The new cipher is called “FNR” (Flexible Naor and Reingold). The company states that it may be ideal for some cloud related scenarios, precisely network monitoring for the cloud. Interesting fact that the cipher is based on a paper that has been written in 1999. If implemented now it could result in storage and bandwidth saving.
FNR is used in ECB mode, it works on a deterministic encryption scheme. Just like all deterministic encryption methods this one also does not provide semantic security, however, determinism is important in cases where anonymizing telemetry and log data is needed. Searchable encryption operations might also be achieved with this new cipher.

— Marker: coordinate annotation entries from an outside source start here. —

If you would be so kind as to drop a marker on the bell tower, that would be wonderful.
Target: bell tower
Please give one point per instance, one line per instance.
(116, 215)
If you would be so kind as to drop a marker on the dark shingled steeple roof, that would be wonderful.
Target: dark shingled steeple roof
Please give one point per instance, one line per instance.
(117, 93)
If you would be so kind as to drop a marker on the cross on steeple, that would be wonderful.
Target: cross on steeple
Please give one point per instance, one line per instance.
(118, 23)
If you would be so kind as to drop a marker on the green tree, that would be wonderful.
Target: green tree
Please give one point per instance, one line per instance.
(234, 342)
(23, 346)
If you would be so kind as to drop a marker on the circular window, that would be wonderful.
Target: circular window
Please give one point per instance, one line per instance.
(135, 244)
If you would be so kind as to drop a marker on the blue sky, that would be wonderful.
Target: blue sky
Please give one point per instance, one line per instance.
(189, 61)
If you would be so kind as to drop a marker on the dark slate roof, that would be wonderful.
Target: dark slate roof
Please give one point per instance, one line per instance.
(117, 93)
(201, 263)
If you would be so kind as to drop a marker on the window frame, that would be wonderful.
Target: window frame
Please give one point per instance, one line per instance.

You can look at the source code of the FNR published by Cisco on GitHub. There is also a demo application there, which is designed to encrypt IPv4 addresses. The new cipher from Cisco is designed to encrypt data blocks that are smaller than 128 bits and it preserves the length of inputs as well. It means that the length of plain text and cipher text remains same.

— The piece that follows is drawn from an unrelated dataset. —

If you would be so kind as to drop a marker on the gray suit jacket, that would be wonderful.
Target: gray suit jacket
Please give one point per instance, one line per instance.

Such length preserving encryption would be beneficial when encrypting susceptible fields of solid packet formats, database columns of legacy systems and other similar instances. wanting to avoid any reconstruction needed for privacy preservation.
Small domain block ciphers are very helpful tool in designing privacy of sensitive data fields of smaller length, but smaller blocks lead to important security issues and building a secure small block cipher is known to be a tricky task.